I keep dreaming about Jude, and she keeps echoing through my mind during the day. Every time I think about finding Clyde so I can start the divorce process, my mind skips back even further, back twenty-five years to that night and I have to think about Jude.
I don’t remember the dreams, I just know, when I open my eyes, that she has inhabited every part of my mind while it floated in dreamland. Then, while I’m staring into the dark, her name repeats and repeats in my head, like a never-ending drum beat.
Jude. Jude. Jude.
I know she didn’t run away. And I know who she was with when she disappeared. I can see it as clearly as though it happened yesterday. In twenty-five years I’ve forgotten so much – people, places, events and things – and still, I remember that night as clear as anything.
I remember … my bare feet on the textured carpet in my bedroom … my nightdress clinging to me in the hot stickiness of that night … the heat pulsing around me as I sat up because I could hear talking … the otherworldly feeling of being out of it as I went to my bedroom window and looked outside.
The world was asleep but they were not. They were in the street. I watched them. I watched them and I knew I could never tell.
Jude. Jude. Jude.
I often felt pushed out by Jude because she and Nell had known each other for so long.
Sometimes it felt like she was Nell’s sister instead of me. But I liked Jude. I thought she was funny and kind and always had a great tale to tell. She was trouble, too. Everyone knew it. Even Nell knew it. Nell didn’t care because she was her friend, but when I would listen at the door, sometimes I could hear Nell telling her off. Saying that she shouldn’t have done this or that, telling her she was going to get them both into trouble. Nell was always loyal, and she would always stand by Jude, even if it meant getting into hot water, too. Nell would get into trouble as well, because our parents weren’t like Ju
de’s.
Our parents shouted and told off and took things away if you misbehaved. Our parents would sometimes smack if you got completely out of line. We always knew where we stood with our parents and we – for the most part – behaved. Jude’s parents were mega laid-back. I think that was Mr Dalton. I heard Jude tell Nell how she and her mum would have stand-up rows, but it was always her stepdad who calmed them down. Mr Dalton always seemed like the most placid and unflappable person in the world. I remember one time I tripped and dropped a glass of water on him. It splashed all over his lovely grey suit and made him look like he’d wet himself.
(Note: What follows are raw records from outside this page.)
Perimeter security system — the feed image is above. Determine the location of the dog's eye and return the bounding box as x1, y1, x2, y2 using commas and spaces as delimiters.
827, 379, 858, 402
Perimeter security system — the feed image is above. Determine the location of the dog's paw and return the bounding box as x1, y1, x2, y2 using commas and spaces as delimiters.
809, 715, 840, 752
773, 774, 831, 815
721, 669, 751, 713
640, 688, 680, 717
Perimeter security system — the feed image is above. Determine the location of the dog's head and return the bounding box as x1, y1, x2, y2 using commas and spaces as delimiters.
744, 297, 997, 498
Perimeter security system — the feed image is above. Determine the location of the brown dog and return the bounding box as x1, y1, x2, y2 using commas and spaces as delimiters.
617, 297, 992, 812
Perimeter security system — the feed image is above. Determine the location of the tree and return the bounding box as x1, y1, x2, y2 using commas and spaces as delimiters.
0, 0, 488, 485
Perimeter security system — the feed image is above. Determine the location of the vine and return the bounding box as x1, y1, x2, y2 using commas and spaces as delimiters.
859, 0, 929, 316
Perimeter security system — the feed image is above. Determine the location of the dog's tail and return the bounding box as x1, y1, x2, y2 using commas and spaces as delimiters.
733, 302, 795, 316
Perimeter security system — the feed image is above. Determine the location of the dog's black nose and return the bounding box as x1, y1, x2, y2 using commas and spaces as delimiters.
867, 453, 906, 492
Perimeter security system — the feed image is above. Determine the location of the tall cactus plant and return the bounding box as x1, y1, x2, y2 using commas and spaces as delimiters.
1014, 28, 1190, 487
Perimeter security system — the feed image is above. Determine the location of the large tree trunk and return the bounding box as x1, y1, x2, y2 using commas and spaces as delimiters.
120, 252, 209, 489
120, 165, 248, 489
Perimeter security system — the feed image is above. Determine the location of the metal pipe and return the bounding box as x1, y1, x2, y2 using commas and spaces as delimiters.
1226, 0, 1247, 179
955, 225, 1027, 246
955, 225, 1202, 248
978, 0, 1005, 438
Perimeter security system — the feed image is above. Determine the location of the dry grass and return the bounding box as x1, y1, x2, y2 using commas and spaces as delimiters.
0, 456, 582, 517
I was horrified and said sorry a million times. If that had been Daddy, he would have said ‘Macenna!’ in a cross voice because I was always spilling things and dropping things and knocking things over. He would have grabbed a towel and shaken his head and told me I had to be more careful. Mr Dalton just went, ‘Oh, oops-a-daisy,’ and then laughed.
Jude. Jude. Jude.
Being a parent now, I don’t think Mr Dalton being so casual was a good thing. I didn’t think so even back as an eleven-year-old.
Maybe because Nell only ever got into trouble with Jude, I kind of thought her parents needed to be stricter, should stop her doing exactly what she wanted whenever she wanted. When they found that dead body, when Daddy had to go to the police station to pick Nell up, I was certain that would be it. That Daddy and Mummy would ban Jude from our house as well as not letting Nell out ever again. It didn’t work out like that, of course. Jude’s parents only let her out to come to our place so she spent even more time with us. They were mostly in Nell’s room, talking about the dead body and talking about Jude’s bracelets and talking about what they could do to find out who killed her.
That was mainly Jude. She was the one who wanted to know who the woman was and how she was killed. Nell mostly wanted to forget about it. I could hear her sometimes, crying into her pillow, screaming away her fears. Nell thinks she hides her feelings so well, but I’ve always been able to see right through her.